Но я опять забыл об истории, которую я сочинил. Я всегда о ней забываю, увлекшись этой ерундой с марками и открытками. Как представлю себе их – когда-то яркие, пестрые, сейчас пожелтевшие от времени, как этот рассвет или закат в моем окне, – сразу забываю, что же хотел рассказать. Кому рассказать? Здесь я тоже попадаю в тупик, сколько ни пытайся его обогнуть. Если есть история, значит, она должна быть рассказана кому-то. Но я же здесь один, в этой комнате, в этом доме, если это, конечно, дом. Собеседников у меня нет. Когда-то, когда я жил в полную силу и дышал полной грудью, у меня было множество собеседников. Я был уморительным рассказчиком, вот что я вам скажу. Народ в пивной просто животики надрывал от моих историй. Я веселил служанку розыгрышами. Друзья наперебой зазывали меня в гости. Сейчас совсем другое дело. Я совершенно один, не считая, конечно, того, или тех, с кем я сейчас веду беседу. Ведь я с кем-то сейчас говорю, не так ли? Если бы это было не так, то и разговора бы не было – а я ведь уже столько времени треплюсь без умолку. Вы, конечно, можете сказать, что я веду беседу с самим собой. Верно. Но доказать это невозможно – так же, как и доказать, что я с кем-то сейчас вот говорю. Значит, мое утверждение можно – нет, не можно, а нужно – принять на веру, просто добавить фишек на этот стол. Вот их уже набралось немало: и "жить в полную силу", и "дышать полной грудью", и "путешествия", и "собеседники". Есть с чего начать историю.

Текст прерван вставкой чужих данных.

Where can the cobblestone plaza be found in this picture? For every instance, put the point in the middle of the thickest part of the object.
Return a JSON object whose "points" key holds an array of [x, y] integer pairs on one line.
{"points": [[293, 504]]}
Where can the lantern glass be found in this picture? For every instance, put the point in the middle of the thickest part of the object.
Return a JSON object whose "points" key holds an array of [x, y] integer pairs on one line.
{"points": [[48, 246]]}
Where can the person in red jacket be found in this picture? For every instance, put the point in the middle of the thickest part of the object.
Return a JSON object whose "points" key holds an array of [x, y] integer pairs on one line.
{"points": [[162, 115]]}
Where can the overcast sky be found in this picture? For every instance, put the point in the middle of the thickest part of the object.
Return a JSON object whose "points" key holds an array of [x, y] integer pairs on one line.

Ограничусь сухим изложением фактов. В какой-то момент своей долгой жизни я осознал, что грешен. Нельзя сказать, что я сильно грешил, по правде сказать, я вообще не помню собственных прегрешений против божественных и человеческих установлений. Да и что такое, если вдуматься, грех? Какие бывают грехи? Дайте мне их классификацию (иезуитов попрошу не беспокоиться)! Молчите? То-то же. Что есть грех, когда проводишь вечность здесь, в этой комнате, в углу, попивая чаек? Не всегда так было, – скажете вы. Да, быть может. А может быть, и нет. Я не знаю. Когда я жил в полную силу и дышал полной грудью, я должен, просто обязан был грешить направо и налево. Иначе что такое полная сила? Полная грудь? Но вообще-то я не помню. В чем грех? Много говорят о прелюбодеянии, по крайней мере, некогда много говорили. По мне, так слишком много. Будь я биологом, я бы разъяснил, что ничего особенного тут нет – просто раздражение нервных окончаний, легкие судороги, прилив крови к различным частям тела. Жаль, я не учился, а если учился, то все забыл. Есть мнение, что для прелюбодеяния надо скинуть с себя одежду. Вот это уже слишком. Я никогда не раздеваюсь, мне и так хорошо, в углу, в кресле, с чаем. Я даже тряпок с шеи не разматываю. Зачем? Вдруг я кого-нибудь испугаю? Например, Вас? Или вот Вас – да-да, я Вас имею в виду! Не прячьтесь. Не делайте вид, что Вас тут нет! Иначе с кем же я разговариваю? А я ведь разговариваю, не так ли? Вы же слышите мой голос?